Sunday, October 09, 2011

The Love of a Tribe

You are such an ocean of Love,
That you have no boundary.
~Rumi

It's been quite a week.  While I could spend words upon words musing on the difficulties I've been sort of trudging through over the last five days, I think I won't.  Ultimately, the realization I came to this week seems much more important than the circumstances that precipitated it.  What I learned is simply this:  It is impossible to stay in a place of sadness when you find yourself overwhelmed by gratitude.

I'm bad at being needy.  I'm terrible at asking for help.  I don't like to admit that there's ever a time I can't handle something entirely on my own.  But the reality is that humans (yes, even me) were designed to depend on each other.  We were built to love and to give support.  We were created to bond.  In tribes, in families, in packs or pairs...we are intended to rely on each other.  And the simple truth is this:  if I would be willing to drop everything to be there for a friend in need -- and I would, absolutely -- why would I ever have expected anything less from those who care about me?

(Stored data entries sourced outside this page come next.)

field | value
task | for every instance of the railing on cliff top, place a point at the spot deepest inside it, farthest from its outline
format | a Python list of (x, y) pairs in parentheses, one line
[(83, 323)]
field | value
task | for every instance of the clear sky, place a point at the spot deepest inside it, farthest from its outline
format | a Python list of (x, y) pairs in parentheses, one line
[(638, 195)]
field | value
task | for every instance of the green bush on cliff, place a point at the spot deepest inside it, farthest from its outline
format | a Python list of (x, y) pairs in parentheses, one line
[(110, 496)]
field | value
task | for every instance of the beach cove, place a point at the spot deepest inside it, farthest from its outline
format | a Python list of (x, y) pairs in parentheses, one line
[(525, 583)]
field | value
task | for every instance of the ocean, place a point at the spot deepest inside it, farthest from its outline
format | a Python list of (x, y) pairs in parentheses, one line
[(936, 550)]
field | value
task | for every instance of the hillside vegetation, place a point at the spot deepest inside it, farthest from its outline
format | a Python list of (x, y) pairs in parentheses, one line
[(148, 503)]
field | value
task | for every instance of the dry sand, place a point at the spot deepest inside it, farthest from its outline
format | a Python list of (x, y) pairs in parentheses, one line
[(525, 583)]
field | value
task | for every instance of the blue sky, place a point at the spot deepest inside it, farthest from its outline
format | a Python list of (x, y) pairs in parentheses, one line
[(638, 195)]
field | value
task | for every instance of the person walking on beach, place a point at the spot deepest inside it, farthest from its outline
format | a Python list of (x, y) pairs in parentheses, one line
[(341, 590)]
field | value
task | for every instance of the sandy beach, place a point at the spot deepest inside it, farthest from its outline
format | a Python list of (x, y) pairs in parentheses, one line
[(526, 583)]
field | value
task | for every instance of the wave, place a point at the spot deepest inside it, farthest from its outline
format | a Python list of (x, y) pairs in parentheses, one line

This week, in the midst of an hour of darkness, I was so taken aback by the love I was shown that I couldn't linger in sadness or self-doubt.  This week, I was forced to admit to myself that though my "tribe" may resemble more Picasso than Rembrandt, it is absolutely there...and its members are absolutely willing to mobilize...to support...to listen...to offer an overwhelming deluge of love. This week, I realized that it's difficult to mourn a loss when so much is there to be found.